Insider suspects, though, that with the full consolidation of the EnergyAustralia business in 2012, and no doubt big cost savings as it eliminates duplication, there ought to be some widening in profit margins. Bearing down on that, though, will be the effects of higher power costs, which are not just borne by consumers.
If and when TRUenergy does come to market, one thing investors may want to keep their eye on is its defined benefit superannuation scheme.
M2 on telco superhighwayM2 TELECOMMUNICATIONS' $83 million renounceable issue to fund its $192 million acquisition of Primus Telecom Holdings will be worth watching on several fronts - not the least of which will be the behaviour of its largest shareholders.
M2's decision to give investors the chance to sell their rights to help fund buying new shares was explained by chief executive Geoff Horth as designed ''to recognise all shareholders equally ? There has been a bit of criticism recently of institutional placements or other equity raising models.''
Horth is right, with Insider and others criticising the ''accelerated entitlement'' issues most large companies use to ensure they get their money faster and, they hope, cheaper, than an underwritten raising that gives smaller investors a chance to at least realise the value of their rights.
On that basis, M2's decision is welcomed. M2 directors said they would take up the issue to the best of their individual ability.
The family of Horth's predecessor and former driving force, Vaughan Bowen, owns close to 15 per cent of M2 - which would mean a bill of $12.5 million if they elect to take up their full share of the deal.
Long-time investor in telcos Phil Cornish has been a supporter of Bowen, although his investment company lightened its load by almost 2 million shares in mid-December - which most probably realised about $6 million.

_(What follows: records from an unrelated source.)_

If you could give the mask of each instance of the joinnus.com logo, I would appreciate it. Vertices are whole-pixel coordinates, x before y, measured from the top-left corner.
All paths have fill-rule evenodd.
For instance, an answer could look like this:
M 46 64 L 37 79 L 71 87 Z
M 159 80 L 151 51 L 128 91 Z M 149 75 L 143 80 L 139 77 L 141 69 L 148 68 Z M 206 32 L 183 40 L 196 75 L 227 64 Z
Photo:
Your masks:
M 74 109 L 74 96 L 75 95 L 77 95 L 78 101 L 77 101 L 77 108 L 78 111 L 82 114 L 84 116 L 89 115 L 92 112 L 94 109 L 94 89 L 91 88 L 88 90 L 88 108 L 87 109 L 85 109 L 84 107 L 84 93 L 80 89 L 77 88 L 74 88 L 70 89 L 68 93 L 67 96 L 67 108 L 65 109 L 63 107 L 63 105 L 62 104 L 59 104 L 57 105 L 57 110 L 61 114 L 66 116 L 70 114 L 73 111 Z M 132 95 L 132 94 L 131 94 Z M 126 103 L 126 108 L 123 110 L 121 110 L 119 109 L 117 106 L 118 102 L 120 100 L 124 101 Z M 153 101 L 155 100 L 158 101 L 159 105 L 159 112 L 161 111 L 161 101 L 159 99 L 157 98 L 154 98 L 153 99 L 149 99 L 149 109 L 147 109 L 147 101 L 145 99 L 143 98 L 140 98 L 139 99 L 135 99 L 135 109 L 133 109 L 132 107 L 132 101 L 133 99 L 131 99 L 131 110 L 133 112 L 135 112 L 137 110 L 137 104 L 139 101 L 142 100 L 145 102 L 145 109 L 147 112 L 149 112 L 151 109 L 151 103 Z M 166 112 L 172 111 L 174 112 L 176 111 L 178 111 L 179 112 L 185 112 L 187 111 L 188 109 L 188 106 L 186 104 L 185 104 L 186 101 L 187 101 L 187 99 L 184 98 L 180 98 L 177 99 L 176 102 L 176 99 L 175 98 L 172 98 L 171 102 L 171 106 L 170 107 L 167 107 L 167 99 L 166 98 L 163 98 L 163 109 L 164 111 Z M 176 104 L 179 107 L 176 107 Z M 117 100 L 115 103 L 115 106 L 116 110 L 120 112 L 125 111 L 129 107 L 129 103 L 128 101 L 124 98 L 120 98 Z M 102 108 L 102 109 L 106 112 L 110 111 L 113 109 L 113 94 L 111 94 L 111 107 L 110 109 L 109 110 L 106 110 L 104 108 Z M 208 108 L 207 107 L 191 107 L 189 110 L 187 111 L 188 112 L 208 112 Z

That will work out nicely if it banked the money, because Cornish Investments still has 8.2 million shares (6.5 per cent of the company), and the 1-for-4 issue would cost it $5.5 million to support fully.
With the offer priced at $2.66 for each new share, compared with $3.49 before the announcement, the discount is steep - but unsurprising in the context of how the Primus acquisition fundamentally changes M2's structure and balance sheet.
Uptake by retail investors will not only be a test of M2 and its business judgment, but of the likelihood of other companies opting for renounceable issues. Manager and underwriter Goldman Sachs will also be interested in how many shares need to find a home.
It is a brave deal for M2, given that it near doubles the size of the company and lifts its debt from $26 million to $138 million but does not seem to give a wholesale leap in earnings per share (EPS).
If a note from Moelis Research yesterday is a guide to market views, then Horth and his team have some selling to do.
''Whilst the Primus purchase does make [M2] a considerably larger operator within the domestic telecommunications sector, it does seem like a lot of effort for [less than 10 per cent EPS] accretion after synergy benefits are achieved as such although [M2] offers exposure to the business telco sector we do see risks associated with the acquisition not compensated for by the purchase price, and so have downgraded our recommendation to 'hold','' said Moelis.
Investors should note that while M2 has said it ''aims to maintain'' its policy of paying 70 per cent of net profit as dividends, that is not a commitment. The company has also said it will look at using surplus cash to reduce the debt faster - which means a delicate balancing of lowering borrowing costs and distributions to shareholders.